Independent prognostic value of the ferroptosis-related-lncRNAs signature. Results of the univariate Cox regression analysis and multivariate Cox regression analysis regarding OS in the training cohort (A,C) and the validation cohort (B,D). AUC of ROC curves compared the prognostic accuracy of the risk score and other prognostic factors in the training cohort and validation cohort (E,F).

FIGURE 6

Construction of the ferroptosis-related lncRNA–mRNA co-expression network (A). Diagram of the ferroptosis-related lncRNA–mRNA network (B). The Sankey diagram shows the connection degree between the ferroptosis-related lncRNAs and ferroptosis-related genes.

FIGURE 7

Gene set enrichment analysis (GSEA) of high-risk group and low-risk group based on the ferroptosis-related lncRNAs prognostic signature. (A) GSEA results show significant enrichment of antioxidant pathways and cell proliferation pathways in the high-risk breast cancer patients. (B) GSEA results show significant enrichment of oxidative damage-related pathways and immunoregulatory pathways in the low-risk breast cancer patients.

FIGURE 8

Results of GO and KEGG analyses.
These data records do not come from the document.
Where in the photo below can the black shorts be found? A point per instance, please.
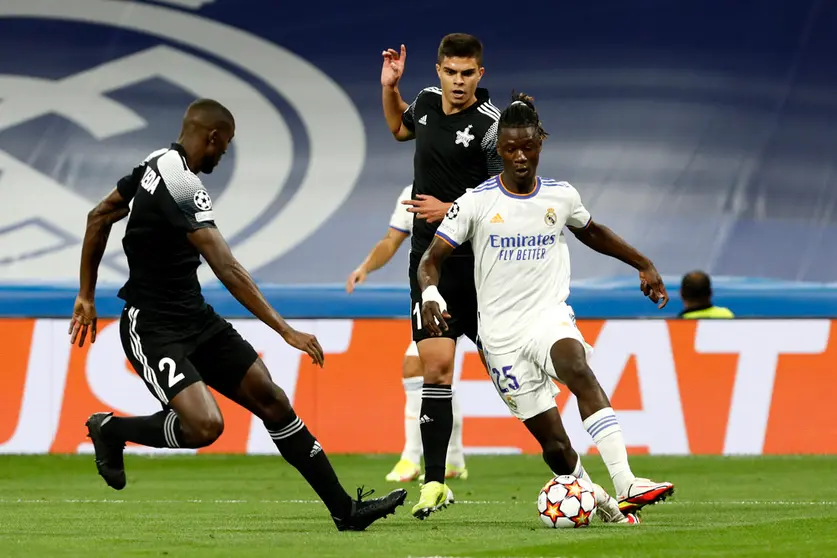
(456, 285)
(172, 353)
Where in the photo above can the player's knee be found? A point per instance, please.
(576, 373)
(272, 404)
(203, 430)
(438, 373)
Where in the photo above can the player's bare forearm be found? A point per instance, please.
(215, 250)
(383, 251)
(603, 240)
(430, 265)
(99, 222)
(394, 107)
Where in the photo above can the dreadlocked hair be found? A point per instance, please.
(521, 113)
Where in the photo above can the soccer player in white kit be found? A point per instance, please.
(408, 467)
(514, 222)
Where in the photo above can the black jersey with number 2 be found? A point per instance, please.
(167, 202)
(454, 153)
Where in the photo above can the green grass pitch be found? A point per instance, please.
(208, 506)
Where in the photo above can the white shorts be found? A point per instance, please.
(525, 378)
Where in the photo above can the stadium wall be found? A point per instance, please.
(680, 387)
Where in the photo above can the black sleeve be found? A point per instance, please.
(408, 118)
(184, 201)
(493, 161)
(127, 185)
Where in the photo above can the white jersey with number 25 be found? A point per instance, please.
(522, 264)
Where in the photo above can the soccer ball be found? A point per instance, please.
(566, 501)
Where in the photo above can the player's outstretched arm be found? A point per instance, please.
(101, 218)
(394, 104)
(603, 240)
(433, 306)
(378, 257)
(215, 250)
(111, 209)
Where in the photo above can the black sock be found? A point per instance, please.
(160, 430)
(436, 424)
(299, 448)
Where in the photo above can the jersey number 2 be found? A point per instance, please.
(174, 376)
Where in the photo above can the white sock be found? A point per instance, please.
(412, 409)
(581, 473)
(607, 434)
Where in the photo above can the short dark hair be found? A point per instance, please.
(460, 45)
(521, 113)
(696, 285)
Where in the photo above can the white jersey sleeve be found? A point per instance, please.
(458, 226)
(579, 217)
(401, 219)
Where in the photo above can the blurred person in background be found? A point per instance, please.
(696, 292)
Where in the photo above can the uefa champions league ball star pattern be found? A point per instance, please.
(566, 502)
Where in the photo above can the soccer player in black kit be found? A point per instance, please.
(175, 341)
(455, 129)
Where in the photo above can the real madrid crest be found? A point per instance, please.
(550, 218)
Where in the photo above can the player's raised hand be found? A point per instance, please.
(84, 319)
(433, 318)
(306, 343)
(652, 286)
(428, 208)
(393, 67)
(355, 278)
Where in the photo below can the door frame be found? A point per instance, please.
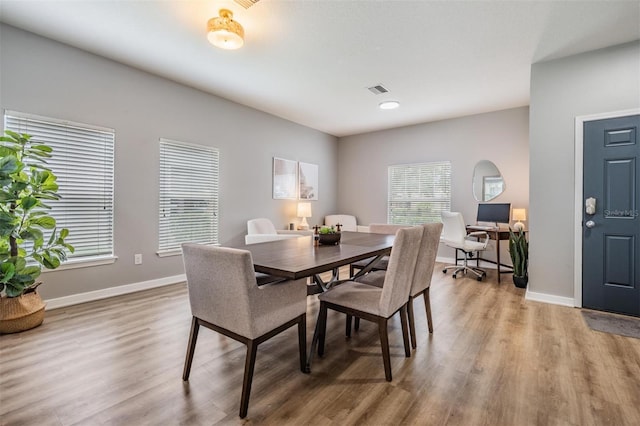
(578, 201)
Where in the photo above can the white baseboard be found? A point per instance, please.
(451, 261)
(549, 298)
(74, 299)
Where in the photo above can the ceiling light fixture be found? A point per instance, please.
(389, 105)
(224, 32)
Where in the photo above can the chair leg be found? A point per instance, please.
(427, 305)
(412, 323)
(384, 343)
(250, 362)
(191, 347)
(405, 334)
(302, 342)
(322, 327)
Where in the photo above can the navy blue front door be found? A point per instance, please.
(611, 231)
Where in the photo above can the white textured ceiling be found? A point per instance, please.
(310, 61)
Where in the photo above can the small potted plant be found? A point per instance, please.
(519, 251)
(29, 238)
(328, 235)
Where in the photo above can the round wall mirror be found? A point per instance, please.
(488, 183)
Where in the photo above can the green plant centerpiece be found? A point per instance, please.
(328, 235)
(29, 239)
(519, 251)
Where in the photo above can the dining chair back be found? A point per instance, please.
(423, 274)
(374, 303)
(224, 297)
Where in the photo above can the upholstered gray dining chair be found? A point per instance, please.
(378, 304)
(421, 278)
(225, 297)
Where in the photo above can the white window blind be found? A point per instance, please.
(188, 195)
(418, 193)
(82, 159)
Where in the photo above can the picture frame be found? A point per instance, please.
(285, 178)
(307, 181)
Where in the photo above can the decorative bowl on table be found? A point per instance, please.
(328, 236)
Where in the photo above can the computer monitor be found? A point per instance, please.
(494, 212)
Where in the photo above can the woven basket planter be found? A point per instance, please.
(21, 313)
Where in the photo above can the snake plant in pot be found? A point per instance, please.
(29, 239)
(519, 251)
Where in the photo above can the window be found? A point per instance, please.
(82, 159)
(188, 195)
(419, 193)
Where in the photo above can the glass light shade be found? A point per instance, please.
(519, 214)
(389, 105)
(224, 32)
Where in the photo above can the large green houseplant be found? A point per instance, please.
(519, 251)
(29, 239)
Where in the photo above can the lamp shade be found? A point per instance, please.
(519, 214)
(304, 210)
(224, 32)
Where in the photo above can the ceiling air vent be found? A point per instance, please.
(246, 3)
(378, 89)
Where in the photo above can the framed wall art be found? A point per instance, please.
(307, 181)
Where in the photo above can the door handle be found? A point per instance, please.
(590, 205)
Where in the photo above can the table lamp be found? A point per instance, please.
(304, 211)
(519, 215)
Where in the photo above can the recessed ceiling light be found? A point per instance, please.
(389, 105)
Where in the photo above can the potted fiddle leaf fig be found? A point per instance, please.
(519, 251)
(29, 239)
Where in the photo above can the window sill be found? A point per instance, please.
(177, 252)
(83, 263)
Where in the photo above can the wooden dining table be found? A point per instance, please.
(295, 258)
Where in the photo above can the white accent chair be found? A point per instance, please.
(224, 297)
(454, 235)
(261, 230)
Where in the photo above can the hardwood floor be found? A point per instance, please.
(493, 359)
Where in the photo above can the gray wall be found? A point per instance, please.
(595, 82)
(43, 77)
(501, 137)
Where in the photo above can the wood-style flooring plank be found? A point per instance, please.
(493, 359)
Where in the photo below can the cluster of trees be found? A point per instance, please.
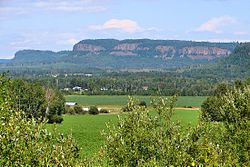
(138, 139)
(143, 139)
(26, 141)
(93, 110)
(126, 83)
(36, 101)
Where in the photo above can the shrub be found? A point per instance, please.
(143, 103)
(143, 139)
(27, 142)
(93, 110)
(54, 119)
(104, 110)
(77, 109)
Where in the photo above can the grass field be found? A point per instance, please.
(194, 101)
(86, 129)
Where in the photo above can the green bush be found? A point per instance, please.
(143, 139)
(104, 110)
(27, 142)
(78, 109)
(54, 119)
(143, 103)
(93, 110)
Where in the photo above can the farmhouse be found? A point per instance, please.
(70, 103)
(77, 88)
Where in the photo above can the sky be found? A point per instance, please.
(59, 24)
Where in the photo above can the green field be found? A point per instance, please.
(194, 101)
(86, 129)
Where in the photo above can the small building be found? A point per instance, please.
(85, 109)
(88, 75)
(77, 88)
(145, 87)
(70, 104)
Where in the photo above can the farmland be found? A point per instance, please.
(194, 101)
(86, 129)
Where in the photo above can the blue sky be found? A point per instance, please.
(59, 24)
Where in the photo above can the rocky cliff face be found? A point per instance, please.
(164, 49)
(88, 48)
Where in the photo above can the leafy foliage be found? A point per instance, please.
(142, 139)
(25, 142)
(93, 110)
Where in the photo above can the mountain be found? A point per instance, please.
(235, 66)
(111, 54)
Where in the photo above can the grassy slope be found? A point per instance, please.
(86, 129)
(194, 101)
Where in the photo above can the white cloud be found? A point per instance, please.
(70, 6)
(240, 33)
(124, 25)
(216, 24)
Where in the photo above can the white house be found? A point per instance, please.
(70, 103)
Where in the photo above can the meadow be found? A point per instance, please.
(86, 129)
(194, 101)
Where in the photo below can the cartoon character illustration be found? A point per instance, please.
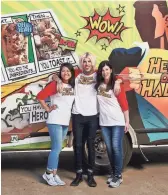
(151, 19)
(143, 115)
(12, 121)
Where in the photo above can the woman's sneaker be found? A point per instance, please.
(59, 181)
(110, 179)
(116, 181)
(49, 178)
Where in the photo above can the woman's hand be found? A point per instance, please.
(59, 83)
(117, 88)
(53, 107)
(126, 127)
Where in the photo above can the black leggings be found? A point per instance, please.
(79, 124)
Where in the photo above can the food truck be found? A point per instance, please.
(35, 42)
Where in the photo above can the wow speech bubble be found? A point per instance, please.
(104, 27)
(24, 27)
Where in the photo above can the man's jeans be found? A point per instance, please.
(79, 124)
(113, 137)
(57, 134)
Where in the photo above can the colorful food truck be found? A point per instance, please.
(133, 36)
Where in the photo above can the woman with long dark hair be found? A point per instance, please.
(59, 113)
(113, 119)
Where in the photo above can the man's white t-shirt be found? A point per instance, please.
(85, 95)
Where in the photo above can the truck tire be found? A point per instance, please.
(102, 163)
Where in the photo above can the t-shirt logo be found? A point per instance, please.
(102, 91)
(86, 80)
(67, 91)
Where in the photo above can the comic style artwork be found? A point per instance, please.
(33, 44)
(17, 51)
(132, 35)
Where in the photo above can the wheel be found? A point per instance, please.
(101, 158)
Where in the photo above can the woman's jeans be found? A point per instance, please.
(113, 137)
(57, 134)
(84, 126)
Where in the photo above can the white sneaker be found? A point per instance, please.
(59, 181)
(49, 178)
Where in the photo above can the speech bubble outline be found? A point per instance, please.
(97, 26)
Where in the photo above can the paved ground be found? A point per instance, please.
(21, 175)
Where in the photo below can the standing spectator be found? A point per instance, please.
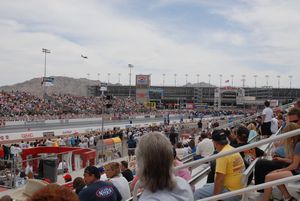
(228, 170)
(98, 190)
(205, 147)
(78, 184)
(127, 173)
(267, 115)
(113, 173)
(153, 153)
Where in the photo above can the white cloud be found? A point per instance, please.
(112, 40)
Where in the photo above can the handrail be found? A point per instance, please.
(240, 149)
(253, 188)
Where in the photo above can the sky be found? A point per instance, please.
(190, 38)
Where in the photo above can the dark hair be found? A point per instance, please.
(125, 164)
(294, 111)
(267, 103)
(242, 133)
(92, 170)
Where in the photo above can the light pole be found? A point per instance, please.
(186, 75)
(175, 79)
(108, 76)
(290, 77)
(130, 67)
(119, 75)
(209, 75)
(46, 51)
(267, 80)
(243, 80)
(255, 77)
(220, 80)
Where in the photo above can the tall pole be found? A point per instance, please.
(267, 80)
(243, 80)
(209, 75)
(175, 79)
(186, 75)
(119, 75)
(46, 51)
(290, 77)
(130, 67)
(108, 76)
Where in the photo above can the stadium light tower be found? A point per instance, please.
(119, 75)
(255, 76)
(278, 77)
(108, 76)
(243, 80)
(186, 75)
(175, 79)
(220, 80)
(46, 51)
(267, 80)
(290, 77)
(130, 67)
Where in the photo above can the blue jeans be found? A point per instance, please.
(207, 191)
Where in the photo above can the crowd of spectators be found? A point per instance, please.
(24, 106)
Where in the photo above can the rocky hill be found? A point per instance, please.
(62, 85)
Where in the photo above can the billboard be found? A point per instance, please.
(142, 81)
(156, 93)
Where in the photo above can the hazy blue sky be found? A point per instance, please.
(239, 37)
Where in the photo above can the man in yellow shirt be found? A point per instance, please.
(229, 170)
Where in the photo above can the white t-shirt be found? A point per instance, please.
(122, 185)
(181, 192)
(268, 113)
(205, 148)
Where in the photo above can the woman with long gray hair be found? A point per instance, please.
(154, 155)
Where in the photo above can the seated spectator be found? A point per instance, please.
(183, 173)
(97, 190)
(205, 147)
(125, 171)
(54, 192)
(103, 176)
(155, 152)
(181, 150)
(292, 147)
(29, 189)
(228, 170)
(67, 177)
(113, 173)
(78, 184)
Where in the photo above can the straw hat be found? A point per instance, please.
(29, 189)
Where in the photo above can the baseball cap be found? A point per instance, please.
(92, 170)
(219, 136)
(67, 177)
(101, 169)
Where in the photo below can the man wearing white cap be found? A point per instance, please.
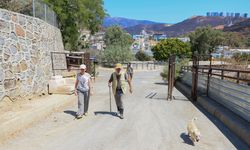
(118, 80)
(83, 90)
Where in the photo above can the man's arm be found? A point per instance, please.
(110, 80)
(129, 82)
(90, 86)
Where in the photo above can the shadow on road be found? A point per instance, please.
(161, 83)
(70, 112)
(105, 113)
(186, 139)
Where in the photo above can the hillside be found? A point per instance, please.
(124, 22)
(185, 26)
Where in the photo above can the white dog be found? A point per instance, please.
(193, 131)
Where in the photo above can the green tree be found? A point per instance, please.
(116, 36)
(75, 15)
(204, 40)
(165, 48)
(142, 56)
(118, 44)
(233, 39)
(115, 53)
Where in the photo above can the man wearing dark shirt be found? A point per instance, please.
(118, 80)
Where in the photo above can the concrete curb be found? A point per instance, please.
(40, 109)
(236, 124)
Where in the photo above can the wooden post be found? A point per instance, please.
(238, 77)
(209, 73)
(222, 74)
(87, 62)
(194, 78)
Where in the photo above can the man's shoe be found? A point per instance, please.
(121, 116)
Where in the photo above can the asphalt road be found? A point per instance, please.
(151, 123)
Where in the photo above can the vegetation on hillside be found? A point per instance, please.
(118, 44)
(165, 48)
(75, 16)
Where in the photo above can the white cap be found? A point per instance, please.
(82, 66)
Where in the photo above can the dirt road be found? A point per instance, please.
(150, 123)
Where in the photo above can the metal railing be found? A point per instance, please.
(234, 74)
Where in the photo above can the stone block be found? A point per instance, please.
(21, 19)
(14, 18)
(2, 41)
(13, 49)
(59, 85)
(1, 75)
(4, 26)
(9, 74)
(6, 57)
(13, 36)
(6, 15)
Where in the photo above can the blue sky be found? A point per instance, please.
(172, 11)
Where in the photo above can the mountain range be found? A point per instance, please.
(125, 22)
(174, 30)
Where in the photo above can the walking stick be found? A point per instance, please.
(110, 107)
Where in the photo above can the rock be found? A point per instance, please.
(1, 96)
(4, 26)
(1, 41)
(13, 49)
(27, 56)
(7, 51)
(29, 35)
(16, 69)
(20, 31)
(23, 65)
(9, 84)
(6, 16)
(1, 75)
(22, 20)
(14, 18)
(6, 57)
(9, 74)
(13, 36)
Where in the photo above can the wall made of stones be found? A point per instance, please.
(26, 44)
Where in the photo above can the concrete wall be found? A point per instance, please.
(233, 96)
(25, 59)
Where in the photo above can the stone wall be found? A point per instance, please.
(25, 54)
(233, 96)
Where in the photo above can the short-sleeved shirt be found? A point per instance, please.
(83, 82)
(130, 70)
(119, 85)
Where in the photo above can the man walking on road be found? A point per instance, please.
(130, 71)
(83, 90)
(118, 81)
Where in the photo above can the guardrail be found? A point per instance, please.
(220, 72)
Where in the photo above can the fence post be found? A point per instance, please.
(209, 74)
(45, 12)
(34, 9)
(52, 63)
(222, 74)
(87, 62)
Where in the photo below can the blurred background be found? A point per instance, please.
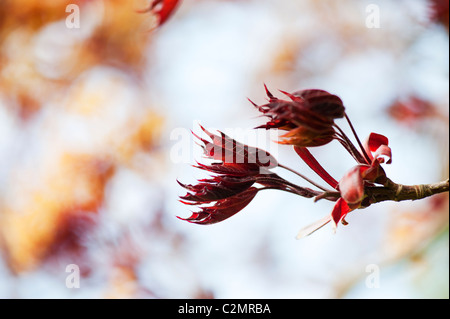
(94, 133)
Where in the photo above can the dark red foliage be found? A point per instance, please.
(163, 9)
(308, 116)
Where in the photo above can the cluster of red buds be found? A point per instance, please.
(308, 117)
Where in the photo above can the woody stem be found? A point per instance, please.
(304, 177)
(398, 192)
(357, 138)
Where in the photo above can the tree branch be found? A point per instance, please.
(398, 192)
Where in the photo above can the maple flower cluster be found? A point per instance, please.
(241, 171)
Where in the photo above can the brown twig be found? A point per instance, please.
(398, 192)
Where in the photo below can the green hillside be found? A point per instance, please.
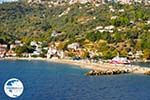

GO analysis showed differentially expressed genes between high- and low-risk groups were obviously enriched in immune-related biological processes (A), immune-related cell components (B), and immune-related molecular functions (C). KEGG analysis showed differentially expressed genes were enriched in immune-related pathway (D).

FIGURE 9

The immune cell infiltration landscape in breast cancer. (A) Barplot of the tumor-infiltrating cell proportions. (B) Heatmap of the tumor-infiltrating cell proportions. (C) Correlation matrix of immune cell proportions. (D) Violin plot showed the different proportions of tumor-infiltrating cells between high-risk group and low-risk group. (E) The expression levels of immune checkpoint molecules in high-risk group and low-risk group.

FIGURE 10

The overall survival and immune cell infiltration landscape in different immunohistochemical subtypes of breast cancer. (A) Kaplan-Meier curves for the overall survival of patients in the high- and low-risk groups in different immunohistochemical subtypes of breast cancer. (B–D) Violin plot showed the different proportions of tumor-infiltrating cells between high-risk group and low-risk group in luminal breast cancer, HR-Her2+ breast cancer or TNBC. (E–G) The expression levels of immune checkpoint molecules in high-risk group and low-risk group in luminal breast cancer, HR-Her2+ breast cancer or TNBC. (*p < 0.05, **p < 0.01, and ***p < 0.001).